Traders work on the floor of the New York Stock Exchange

Faced with troubling signs of a stalling recovery, investors sent the U.S. stock market down sharply on June 15. At the day's close, the Standard & Poor's 500 Index was off 2.4%, with the steepest drops suffered by major banks and commodity producers. Bank of America, the most actively traded stock during the day, saw its price shed nearly 2.8%. The Dow fell 2.1% to close at 8612.

After a 40% rally in the S&P 500 off its March market lows, Wall Street strategists had been expecting a market pullback, or consolidation, as part of an orderly advance. But investors are also increasingly anxious that stocks have risen too far and too fast relative to prospective earnings. Even after the decline on June 16, stocks still sell at more than 20 times their expected earnings for 2009 — far from cheap.

Uncertainty about the economic recovery was also reflected in commodity markets, which sold off broadly on June 15. China is believed to be stockpiling a range of raw materials, notably copper, which has driven prices dramatically higher in recent months. But ubiquitous weakness in global demand is now taking a toll. The Reuters-Jeffries CRB commodity index fell 2.25% during the day. Gold prices dipped slightly, down $11 per ounce, but stocks of precious-metals companies were hammered, declining more than 7% on average.

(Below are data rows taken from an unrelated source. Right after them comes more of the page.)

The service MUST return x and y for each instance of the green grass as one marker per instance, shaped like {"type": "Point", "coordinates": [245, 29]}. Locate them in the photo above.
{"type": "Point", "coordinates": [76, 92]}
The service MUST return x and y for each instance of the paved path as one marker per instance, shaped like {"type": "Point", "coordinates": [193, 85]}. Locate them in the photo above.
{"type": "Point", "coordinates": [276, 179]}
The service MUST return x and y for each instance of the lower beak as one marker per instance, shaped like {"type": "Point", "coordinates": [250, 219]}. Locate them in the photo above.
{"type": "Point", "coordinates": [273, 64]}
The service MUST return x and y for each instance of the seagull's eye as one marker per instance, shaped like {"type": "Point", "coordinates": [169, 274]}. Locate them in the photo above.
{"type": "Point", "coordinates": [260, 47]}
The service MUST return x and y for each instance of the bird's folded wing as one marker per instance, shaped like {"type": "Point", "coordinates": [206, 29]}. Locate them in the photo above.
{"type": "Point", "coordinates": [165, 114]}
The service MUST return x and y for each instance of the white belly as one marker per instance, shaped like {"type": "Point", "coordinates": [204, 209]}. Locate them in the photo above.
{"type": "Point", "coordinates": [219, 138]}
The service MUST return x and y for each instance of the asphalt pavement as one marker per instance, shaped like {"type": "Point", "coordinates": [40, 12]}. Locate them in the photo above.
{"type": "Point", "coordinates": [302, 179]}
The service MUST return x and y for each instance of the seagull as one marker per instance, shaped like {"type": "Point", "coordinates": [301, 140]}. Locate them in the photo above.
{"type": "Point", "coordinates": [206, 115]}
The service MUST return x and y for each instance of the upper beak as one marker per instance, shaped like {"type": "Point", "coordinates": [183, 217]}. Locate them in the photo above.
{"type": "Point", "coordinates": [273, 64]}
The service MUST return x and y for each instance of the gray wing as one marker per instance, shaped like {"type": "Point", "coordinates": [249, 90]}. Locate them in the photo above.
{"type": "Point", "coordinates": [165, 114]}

The downdraft on June 15 in stock prices was more than a result of lackluster buying. Traders were lightening portfolios as signs of continued economic weakness trumped talk of green shoots and recovery. As David Rosenberg of money manager Gluskin Sheff noted in a Monday-morning report, year-over-year economic numbers are simply awful: raw-steel production (-47.3%); lumber production (-32.6%); railway traffic (-20.1%); electrical output (-12.9%). Such negative numbers, in Rosenberg's view, "hardly paint the picture of an imminent recovery."

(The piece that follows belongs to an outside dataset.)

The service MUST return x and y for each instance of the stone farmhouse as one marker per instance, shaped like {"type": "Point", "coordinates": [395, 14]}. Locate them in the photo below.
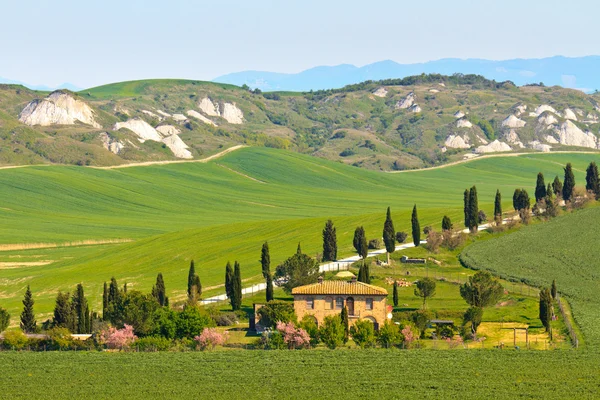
{"type": "Point", "coordinates": [329, 297]}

The market mood on June 15 was further darkened by newly released data from the Federal Reserve Bank of New York. The bank's Empire State Manufacturing Survey showed a sharp decline for May, reflecting further weakness in new orders. That news came on the heels of grim tidings from the head of the International Monetary Fund, which noted on June 15 that the worst phase of the global recession may be yet to come.

Despite June 15th's market weakness, investment managers are optimistic that stocks will not head back to their March lows, since the scariest part of the financial crisis appears to be over. That said, most do anticipate an ongoing correction that might take stock prices down another 10%.